Komisyon, ürünlerine ilişkin asılsız iddialarda bulunan şirketlere caydırıcı cezalar vererek yeşil aklamayı reklam ve ambalajlardan kaldırmaya yönelik planını açıkladı.
Üye devletler ve Avrupa Parlamentosu üyeleri tarafından müzakere edilecek yasa teklifi, çevreye duyarlı tüketicileri çekmek için kullanılan bu damgaları kontrol altına almayı amaçlıyor.
Yapılan araştırmada, Avrupa Birliği'nde ürünlerin çevre dostu olduğunu kanıtlamak için kullanılan 230 damgadan yarısınınsa "zayıf ya da var olmayan" bir doğrulama süreci sonrasında verildiği ortaya çıkmıştı.
Yeni planda Komisyon, QR kodu veya web sitesi aracılığıyla erişilebilen bilimsel kanıtlarla desteklenmeyen her türlü iddiayı yasaklamak istiyor.
Tasarıya göre devletlerin, çevresel iddiaların "yaygın olarak kabul edilen bilimsel kanıtlarla" desteklenmesini ve ürünlerin olumsuz olanlar da dahil tüm "önemli" çevresel etkilerinin tanımlanmasını sağlaması gerekecek.

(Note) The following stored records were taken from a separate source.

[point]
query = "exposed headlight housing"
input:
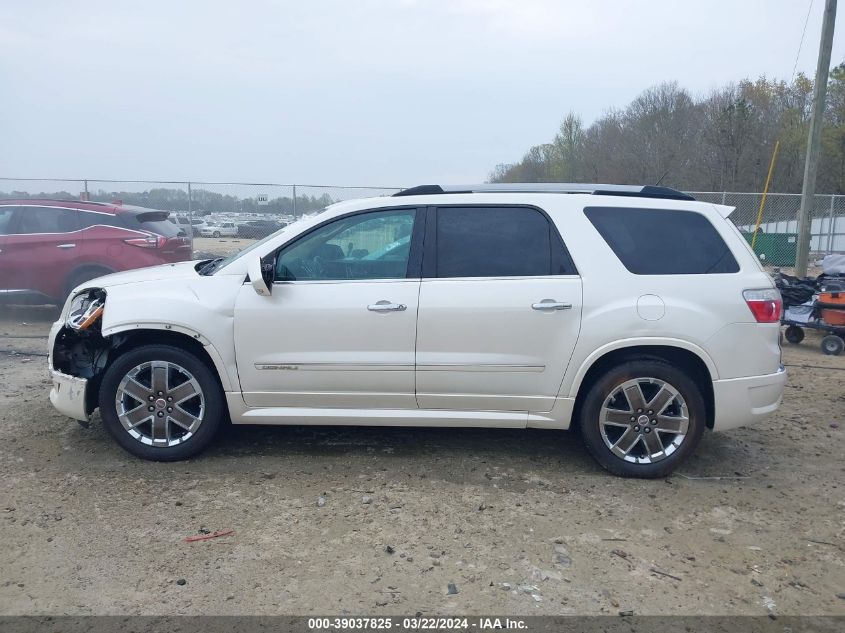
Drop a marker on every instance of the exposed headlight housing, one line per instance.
(85, 309)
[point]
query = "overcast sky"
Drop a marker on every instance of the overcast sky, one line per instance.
(366, 92)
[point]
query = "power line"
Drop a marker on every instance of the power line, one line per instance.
(801, 43)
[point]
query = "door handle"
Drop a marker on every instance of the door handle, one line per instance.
(550, 304)
(386, 306)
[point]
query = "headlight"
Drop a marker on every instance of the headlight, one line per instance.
(85, 309)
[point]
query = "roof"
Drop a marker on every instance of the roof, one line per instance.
(641, 191)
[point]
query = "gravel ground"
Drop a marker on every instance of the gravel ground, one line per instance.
(398, 521)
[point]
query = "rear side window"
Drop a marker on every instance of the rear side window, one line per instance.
(46, 220)
(497, 242)
(6, 219)
(663, 241)
(91, 218)
(154, 222)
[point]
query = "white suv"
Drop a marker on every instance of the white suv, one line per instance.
(635, 313)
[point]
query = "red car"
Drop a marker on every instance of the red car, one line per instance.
(49, 246)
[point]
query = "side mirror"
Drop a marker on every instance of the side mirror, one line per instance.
(261, 276)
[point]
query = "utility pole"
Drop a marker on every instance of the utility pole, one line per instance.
(811, 162)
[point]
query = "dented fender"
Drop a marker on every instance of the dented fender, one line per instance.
(202, 309)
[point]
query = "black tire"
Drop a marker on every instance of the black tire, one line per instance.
(832, 345)
(211, 414)
(80, 277)
(794, 334)
(590, 420)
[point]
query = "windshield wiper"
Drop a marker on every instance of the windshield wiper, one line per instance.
(209, 267)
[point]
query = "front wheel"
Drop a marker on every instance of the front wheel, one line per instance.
(161, 403)
(643, 418)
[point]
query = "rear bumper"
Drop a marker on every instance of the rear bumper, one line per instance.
(741, 401)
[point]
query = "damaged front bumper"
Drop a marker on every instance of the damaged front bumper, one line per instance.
(68, 394)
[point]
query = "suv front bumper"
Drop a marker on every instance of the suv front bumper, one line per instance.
(68, 392)
(741, 401)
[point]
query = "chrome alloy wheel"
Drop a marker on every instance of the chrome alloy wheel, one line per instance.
(160, 403)
(644, 420)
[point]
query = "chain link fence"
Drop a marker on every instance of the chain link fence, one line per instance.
(222, 218)
(776, 240)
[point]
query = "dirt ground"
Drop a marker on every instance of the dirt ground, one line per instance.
(520, 522)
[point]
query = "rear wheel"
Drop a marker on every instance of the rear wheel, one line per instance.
(643, 418)
(161, 403)
(832, 345)
(794, 334)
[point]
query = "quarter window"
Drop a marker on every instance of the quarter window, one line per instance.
(497, 242)
(663, 241)
(373, 245)
(47, 220)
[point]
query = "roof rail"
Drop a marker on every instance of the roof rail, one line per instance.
(640, 191)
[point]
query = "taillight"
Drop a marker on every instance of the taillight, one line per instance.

AB'nin resmi Ecolabel sertifika sistemi Ecolabel dışındaki sertifikalandırma sistemlerinin şeffaf hale getirilmesi ve düzenli olarak kontrol edilmesi sağlanacak.
Şirketler iddialarını akredite ve bağımsız doğrulama kuruluşları tarafından kontrol ettirmek zorunda olacak ve ihlal durumunda "etkili, orantılı ve caydırıcı yaptırım" riskiyle karşı karşıya kalacak.
Gerçeği kurgudan ayırt edebilmek
Çevreden sorumlu Avrupa Komisyonu Komiseri Virginijus Sinkevicius yeni tasarıya ilişkin, "Bilgi bombardımanına tutulmuş haldeyiz. Tüketiciler için kurguyu gerçekten ayırmak zorlaştı." değerlendirmesinde bulunarak tüketicilerin güvenini tazelemenin amaçlandığını söyledi.
Avrupa Çevre Bürosu'ndan Blanca Morales, "Bu, çevresel etkilerini azaltmaya çalışan şirketler ile sadece 'yeşil yıkama' yapan şirketler arasındaki çizgiyi bulanıklaştıran iddiaları ortadan kaldırmak için umut verici bir metin." şeklinde konuştu.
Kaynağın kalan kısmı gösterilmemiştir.